I swallowed. My voice was softer than before. There was only one example possible here, and I did not know if I could bring myself to say it until I opened my mouth, turning my head back to the notes.
“I love myself.”
“Yes?” Eliot took my hands in his; his blood pumped fast through his veins and his skin was hot on mine.
“Yes,” I said, and for the first time in a long, long time, I really did.
CHAPTER TWENTY-ONE
“Perfect numbers, like perfect men, are very rare.” - Descartes
Eliot insisted that Brynn take her time before getting up and about, and while she protested, he could tell that she was glad for the forced rest that day. He made her a hot tomato bisque for lunch and stayed by her side when she napped. Her dreams were fitful, and she woke up with a scream.
“Where is he?”
“Who?”
“The hunter! Where is he? Where is he?” Her eyes were wild.
“Shh, Brynn, it’s alright. He’s gone, remember?” Eliot smoothed her hair with his hand and kissed her forehead.
“He’s gone?”
“Gone far away. You’re safe now.”
Brynn swallowed water from the glass at her bedside table, her eyes still troubled and distant.

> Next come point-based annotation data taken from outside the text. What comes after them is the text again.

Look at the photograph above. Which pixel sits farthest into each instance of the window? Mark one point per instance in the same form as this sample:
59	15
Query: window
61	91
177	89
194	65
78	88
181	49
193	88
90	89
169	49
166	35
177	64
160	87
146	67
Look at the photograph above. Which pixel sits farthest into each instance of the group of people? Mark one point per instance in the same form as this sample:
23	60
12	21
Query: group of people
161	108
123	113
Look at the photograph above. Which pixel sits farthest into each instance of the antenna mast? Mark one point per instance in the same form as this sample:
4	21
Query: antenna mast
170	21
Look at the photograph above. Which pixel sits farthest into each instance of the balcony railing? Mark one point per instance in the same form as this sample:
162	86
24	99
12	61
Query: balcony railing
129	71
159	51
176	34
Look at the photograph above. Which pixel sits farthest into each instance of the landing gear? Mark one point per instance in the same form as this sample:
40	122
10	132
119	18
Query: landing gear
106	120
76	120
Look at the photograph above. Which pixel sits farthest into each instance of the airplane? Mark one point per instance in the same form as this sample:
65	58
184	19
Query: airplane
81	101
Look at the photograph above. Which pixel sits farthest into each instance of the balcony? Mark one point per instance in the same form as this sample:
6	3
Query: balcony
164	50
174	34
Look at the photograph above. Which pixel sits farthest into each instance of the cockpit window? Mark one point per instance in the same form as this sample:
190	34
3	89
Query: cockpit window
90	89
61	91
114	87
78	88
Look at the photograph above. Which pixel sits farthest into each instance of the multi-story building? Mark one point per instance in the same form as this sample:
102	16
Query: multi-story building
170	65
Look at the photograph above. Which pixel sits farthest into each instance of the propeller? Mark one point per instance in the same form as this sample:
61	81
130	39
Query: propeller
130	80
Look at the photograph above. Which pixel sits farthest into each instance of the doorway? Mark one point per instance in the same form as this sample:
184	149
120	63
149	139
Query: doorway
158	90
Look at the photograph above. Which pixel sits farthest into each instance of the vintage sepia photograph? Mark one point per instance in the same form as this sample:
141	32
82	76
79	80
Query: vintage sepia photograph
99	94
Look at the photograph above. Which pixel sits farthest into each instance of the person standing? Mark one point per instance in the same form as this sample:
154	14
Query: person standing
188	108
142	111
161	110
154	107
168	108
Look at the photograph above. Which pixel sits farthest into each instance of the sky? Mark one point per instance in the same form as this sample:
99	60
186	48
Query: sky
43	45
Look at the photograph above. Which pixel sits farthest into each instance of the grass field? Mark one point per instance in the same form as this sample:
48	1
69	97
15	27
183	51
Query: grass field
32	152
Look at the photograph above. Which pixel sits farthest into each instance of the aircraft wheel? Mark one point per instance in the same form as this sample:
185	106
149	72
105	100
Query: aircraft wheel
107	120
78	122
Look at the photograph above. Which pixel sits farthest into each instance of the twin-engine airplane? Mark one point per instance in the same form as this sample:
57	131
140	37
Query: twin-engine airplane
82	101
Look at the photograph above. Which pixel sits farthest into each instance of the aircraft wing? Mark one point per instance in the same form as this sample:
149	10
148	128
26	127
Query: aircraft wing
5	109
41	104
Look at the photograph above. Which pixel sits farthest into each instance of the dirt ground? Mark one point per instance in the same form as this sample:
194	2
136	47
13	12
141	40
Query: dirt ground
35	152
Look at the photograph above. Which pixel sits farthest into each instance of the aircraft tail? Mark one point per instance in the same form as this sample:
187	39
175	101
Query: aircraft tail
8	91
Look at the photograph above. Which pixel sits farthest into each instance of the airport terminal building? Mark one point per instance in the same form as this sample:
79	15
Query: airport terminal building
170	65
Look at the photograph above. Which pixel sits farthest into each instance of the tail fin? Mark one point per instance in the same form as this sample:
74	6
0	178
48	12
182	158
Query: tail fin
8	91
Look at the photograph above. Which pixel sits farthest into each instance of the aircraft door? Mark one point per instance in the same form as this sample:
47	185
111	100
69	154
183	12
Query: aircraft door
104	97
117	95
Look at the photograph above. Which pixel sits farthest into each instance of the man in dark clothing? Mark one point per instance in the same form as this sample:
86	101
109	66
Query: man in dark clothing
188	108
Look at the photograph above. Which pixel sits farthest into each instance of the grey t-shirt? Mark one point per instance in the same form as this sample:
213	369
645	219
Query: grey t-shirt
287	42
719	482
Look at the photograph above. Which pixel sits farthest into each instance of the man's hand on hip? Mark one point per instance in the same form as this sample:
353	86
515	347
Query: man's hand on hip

“Can I do anything?” Eliot asked. Brynn shook her head and lay silent for a moment, her breathing returning to normal.
“That book,” Brynn said finally. “The one you’re reading. It has an English title.”
“It’s poetry,” Eliot said. She was so attentive. “It’s one of the first books I was able to read in English.”
“Will you read me something?”
Eliot began to object, but thought better of it. He brought the book over to her side and flipped to the last page he had been reading. Self-consciously he began to speak, but as the poem went on his voice fell into a natural speaking rhythm. Brynn closed her eyes to listen.
“When you are old and grey and full of sleep,
And nodding by the fire, take down this book,
And slowly read, and dream of the soft look
Your eyes had once, and of their shadows deep;
How many loved your moments of glad grace,
And loved your beauty with love false or true,
But one man loved the pilgrim soul in you,
And loved the sorrows of your changing face;
And bending down beside the glowing bars,
Murmur, a little sadly, how Love fled
And paced upon the mountains overhead
And hid his face amid a crowd of stars.”
“That’s beautiful.” A tear had slipped down Brynn’s cheek, and she wiped it away with her finger. “Thank you.”
“Anything for you.” He put his hand on hers. “Even a poorly done poetry reading.”